Period of Performance: 09/01/2012 - 08/31/2013


Phase 2 SBIR

Recipient Firm

Synkera Technologies Inc.
2605 Trade Centre Ave, Suite C
Longmont, CO 80503
Principal Investigator


DESCRIPTION (provided by applicant): Improved supporting technologies for imaging of molecular and supramolecular structures within cells are needed to facilitate cell biology research, and are sought by the National Institute of General Medical Sciences (specifically, its Division of Cell Biology and Biophysics). Multiscale imaging, using cryo-electron tomography (cryo-ET) on supramolecular structures and single molecules, has proven in recent years to be a unique and invaluable method for highthroughput characterization of the dynamic 3D architecture of cells. Electron microscopy (EM) grids, used as substrates for supporting the biological and biomolecular specimens being imaged, are a critical component associated with this imaging method. New EM grid technology that decreases sample preparation cost and time, improves sample generation from culturing to freezing for cryo-ET, and increases imaging quality will allow researchers to more efficiently explore cellular architecture, at higher throughput. Synkera proposes a novel class of ceramic EM grids that feature an integrated thin support film that is highly compatible with cell culturing, light microscopy and cryo-ET. The grids will facilitate high-throughput, multiscale imaging of sub-cellular architecture and offer key advantages over state-of-the art products. The grids are also expected to be a competitive alternative in many other EM and culturing applications a 6-month Phase I project successfully demonstrated feasibility of the proposed grids architecture, as well as their potential in culturing, cryo-ET and multiscale imaging.
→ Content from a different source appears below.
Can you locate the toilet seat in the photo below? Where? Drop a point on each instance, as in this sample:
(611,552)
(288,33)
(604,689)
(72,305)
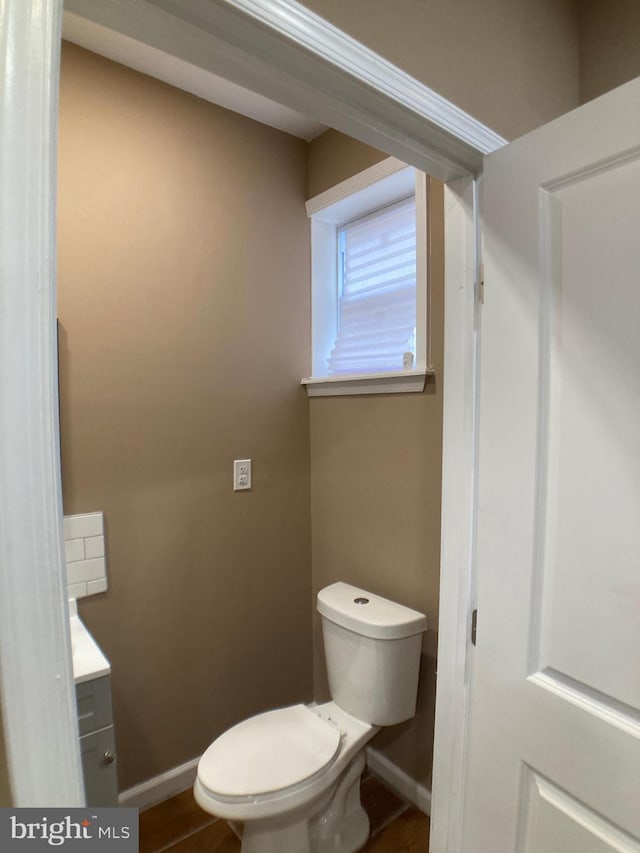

Phase II aims to build on this success by further developing fabrication processes and ceramic EM grids designs, to fully realize the potential for multiscale imaging in functional prototypes. At least four academic partners will aide in this development process. The ultimate goal of the proposed project is a complete line of ceramic EM grids for a broad range of EM applications, from bioimaging to materials characterization.